Updated at 2:02 p.m.
The U.S. Attorney for D.C. fired back at D.C. Mayor Muriel Bowser on Tuesday, rebutting her claims that the office has lacked the “willingness” to prosecute protesters who allegedly attack police.
“I can assure you that we will continue to aggressively charge any and all cases presented to this Office, but facts and evidence will dictate criminal charges, not political leveraging or personal agenda,” acting U.S. Attorney for the District of Columbia Michael Sherwin wrote in a letter to Bowser.
The U.S. Attorney’s Office for D.C. has worked with MPD to bring charges in more than 125 criminal cases since the protests began in late May, Sherwin said. Included in those charges are arson, assaults on officers and civilians, the destruction of federal property, and breaking and entering, he said.
“As I am sure you are aware, without some evidence to establish probable cause of a particular arrestee’s criminal conduct — e.g., a police officer’s observation or video footage of the alleged crime — we cannot bring federal charges,” Sherwin wrote. “Surely, by your comments you are not suggesting that this Office skirt constitutional protections and due process.”

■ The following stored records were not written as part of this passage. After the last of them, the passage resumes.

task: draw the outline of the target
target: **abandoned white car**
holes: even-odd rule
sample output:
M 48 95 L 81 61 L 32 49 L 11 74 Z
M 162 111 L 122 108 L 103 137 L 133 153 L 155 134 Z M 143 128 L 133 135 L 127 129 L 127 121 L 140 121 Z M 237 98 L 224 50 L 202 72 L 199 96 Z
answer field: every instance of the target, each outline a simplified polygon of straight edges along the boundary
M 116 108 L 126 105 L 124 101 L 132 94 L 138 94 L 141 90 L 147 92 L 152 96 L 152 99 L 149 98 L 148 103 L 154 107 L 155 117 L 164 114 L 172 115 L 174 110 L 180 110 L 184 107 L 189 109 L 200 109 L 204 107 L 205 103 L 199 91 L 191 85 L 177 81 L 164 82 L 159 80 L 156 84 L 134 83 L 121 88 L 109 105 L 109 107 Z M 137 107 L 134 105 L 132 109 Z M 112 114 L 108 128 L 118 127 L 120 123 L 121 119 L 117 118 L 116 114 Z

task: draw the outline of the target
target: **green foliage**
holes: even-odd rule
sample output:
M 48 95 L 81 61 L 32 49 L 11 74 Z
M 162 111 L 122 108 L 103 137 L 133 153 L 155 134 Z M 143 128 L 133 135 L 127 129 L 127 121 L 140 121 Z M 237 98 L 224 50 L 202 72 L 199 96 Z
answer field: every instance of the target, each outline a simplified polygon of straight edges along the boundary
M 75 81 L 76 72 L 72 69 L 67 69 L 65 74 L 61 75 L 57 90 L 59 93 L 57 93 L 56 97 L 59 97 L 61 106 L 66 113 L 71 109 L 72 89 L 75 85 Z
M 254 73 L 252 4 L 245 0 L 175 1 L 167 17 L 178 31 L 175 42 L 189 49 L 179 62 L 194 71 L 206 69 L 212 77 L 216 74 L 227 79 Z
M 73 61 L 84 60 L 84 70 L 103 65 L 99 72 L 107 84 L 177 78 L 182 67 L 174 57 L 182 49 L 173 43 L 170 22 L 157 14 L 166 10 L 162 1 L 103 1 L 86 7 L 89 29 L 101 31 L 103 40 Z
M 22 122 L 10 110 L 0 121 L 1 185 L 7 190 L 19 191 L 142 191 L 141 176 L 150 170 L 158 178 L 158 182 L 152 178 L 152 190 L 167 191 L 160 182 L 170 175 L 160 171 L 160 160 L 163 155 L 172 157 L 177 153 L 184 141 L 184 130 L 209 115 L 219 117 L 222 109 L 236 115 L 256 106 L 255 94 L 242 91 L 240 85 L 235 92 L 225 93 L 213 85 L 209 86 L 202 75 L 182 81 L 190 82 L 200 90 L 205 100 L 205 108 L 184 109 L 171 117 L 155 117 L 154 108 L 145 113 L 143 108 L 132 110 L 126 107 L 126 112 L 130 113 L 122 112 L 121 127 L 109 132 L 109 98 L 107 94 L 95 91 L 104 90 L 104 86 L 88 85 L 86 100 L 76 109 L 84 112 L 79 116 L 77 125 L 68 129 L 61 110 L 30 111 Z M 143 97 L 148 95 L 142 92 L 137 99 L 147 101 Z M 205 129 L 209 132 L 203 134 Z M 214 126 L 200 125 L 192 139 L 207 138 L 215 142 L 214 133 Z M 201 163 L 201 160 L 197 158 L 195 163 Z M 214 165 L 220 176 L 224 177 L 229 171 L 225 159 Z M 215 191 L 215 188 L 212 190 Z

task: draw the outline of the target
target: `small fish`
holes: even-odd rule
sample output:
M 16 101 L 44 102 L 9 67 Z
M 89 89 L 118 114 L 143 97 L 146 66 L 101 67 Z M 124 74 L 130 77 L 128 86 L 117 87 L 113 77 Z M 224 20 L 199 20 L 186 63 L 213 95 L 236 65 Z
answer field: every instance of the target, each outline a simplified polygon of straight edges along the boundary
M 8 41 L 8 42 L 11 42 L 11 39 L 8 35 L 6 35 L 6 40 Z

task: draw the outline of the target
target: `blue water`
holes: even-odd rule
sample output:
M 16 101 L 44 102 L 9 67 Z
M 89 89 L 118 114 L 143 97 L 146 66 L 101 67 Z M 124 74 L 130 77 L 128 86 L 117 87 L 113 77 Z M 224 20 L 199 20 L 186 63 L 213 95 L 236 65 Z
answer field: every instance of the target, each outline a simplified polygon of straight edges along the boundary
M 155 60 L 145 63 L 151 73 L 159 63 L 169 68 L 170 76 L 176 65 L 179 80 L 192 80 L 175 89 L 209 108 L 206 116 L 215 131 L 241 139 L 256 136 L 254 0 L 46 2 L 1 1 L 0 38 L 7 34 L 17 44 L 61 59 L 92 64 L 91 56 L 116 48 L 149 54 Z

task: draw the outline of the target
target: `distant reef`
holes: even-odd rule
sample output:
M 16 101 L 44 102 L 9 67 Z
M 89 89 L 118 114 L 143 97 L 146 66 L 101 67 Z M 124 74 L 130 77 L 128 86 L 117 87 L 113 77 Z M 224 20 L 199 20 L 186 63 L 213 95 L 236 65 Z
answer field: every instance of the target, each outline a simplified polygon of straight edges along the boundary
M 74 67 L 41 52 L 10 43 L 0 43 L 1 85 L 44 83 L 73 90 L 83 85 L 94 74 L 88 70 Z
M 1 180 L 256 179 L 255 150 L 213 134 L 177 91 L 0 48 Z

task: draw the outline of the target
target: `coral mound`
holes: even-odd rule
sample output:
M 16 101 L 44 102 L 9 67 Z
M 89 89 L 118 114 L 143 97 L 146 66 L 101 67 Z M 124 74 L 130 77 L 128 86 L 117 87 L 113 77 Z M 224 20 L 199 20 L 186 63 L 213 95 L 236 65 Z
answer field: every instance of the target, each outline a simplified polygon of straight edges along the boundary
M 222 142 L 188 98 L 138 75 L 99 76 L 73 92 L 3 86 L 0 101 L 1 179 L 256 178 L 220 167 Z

At a press conference Monday, Bowser blamed much of the friction between demonstrators and D.C. police at this weekend’s protests in downtown D.C. on “outside agitators” who came “armed for battle” with laser pointers and baseball bats. The D.C. Metropolitan Police Department used a form of pepper spray and sting balls to disperse crowds at the protests and made 19 arrests, including 14 for felony rioting. Bowser called out the U.S. Attorney’s Office for not yet prosecuting the bulk of these individuals.
“When we make arrests for violent protests, we need those violent agitators to be prosecuted. When we arrest people with felony charges, we need the U.S. Attorney for the District, who is a federal appointee of the president, to prosecute them,” Bowser said at the press conference. “Right now there’s no accountability for people who came to these protests and attacked our police. And we haven’t seen a willingness from the U.S. Attorney to prosecute them.”
Bowser also sent a letter to Sherwin Monday asking him to “fulfill” his duty as a “public safety partner.” In the letter, she cites the 19 arrests MPD made this weekend and expresses concern that federal prosecution of the arrests is still pending.
“Given the stakes for demonstrators seeking to protest peacefully and our officers who are being assaulted while seeking to preserve the peace, I again urge you in the strongest possible terms to move forward with these cases,” Bowser wrote.
Protesters over the weekend used smoke bombs, fireworks, and “other munitions” against police, and also volleyed bricks and urine-filled balloons, D.C. Police Chief Peter Newsham said at the press conference. About a dozen MPD officers were injured.
Of the 19 arrested, the USAO has charged only one, Sherwin said, as the MPD has “failed to provide the bare minimum of articulable facts linking the charged persons with alleged individual criminal conduct.” He also likens the MPD’s lack of evidence for the weekend’s arrests to a similar dearth earlier this month, when D.C. police arrested 42 individuals Aug. 13-14. The USAO only prosecuted one of those arrested because the documents presented by D.C. police “lacked sufficient probable cause” to bring criminal charges, Sherwin said.
“Simply put, we cannot charge crimes on the basis of mere presence or guilt by association,” he wrote.
The mayor’s office did not immediately respond to a request for comment.
The District government and the U.S. Attorney’s Office of D.C. have teamed up before to prosecute protesters they deemed violent. D.C. police arrested some 230 protesters at President Donald Trump’s inauguration, and federal prosecutors charged them with a series of felonies, including rioting, despite not having specific evidence that the defendants committed the property damage. Prosecutors failed to secure any guilty verdicts in jury trials, which ended in acquittals and hung juries before the rest of the charges were dropped two years later. That defeat led Newsham to call for a potential change to the rioting statute. And it appears to be influencing the prosecutorial decisions the USAO’s office is making this summer.
Sixteen percent of the 541 people arrested and processed for activity at D.C. demonstrations this summer have been arrested by MPD for felony rioting, but the USAO has declined to pursue those rioting charges. “I think that’s a very gray area, a very dangerous area that bleeds into protesting,” Sherwin told the Washington Post in June.
Sherwin also takes issue with Bowser’s claim that the office is not “holding accountable” those who assault police officers; of the arrests MPD made August 27-28, the USAO charged four of the five criminal cases they were brought, and three individuals were charged with assaulting police, Sherwin said.
The USAO will meet with MPD leadership and U.S. Attorney General William Barr for a working session Wednesday. In his letter, Sherwin invited Bowser to attend.
This story has been updated with additional context.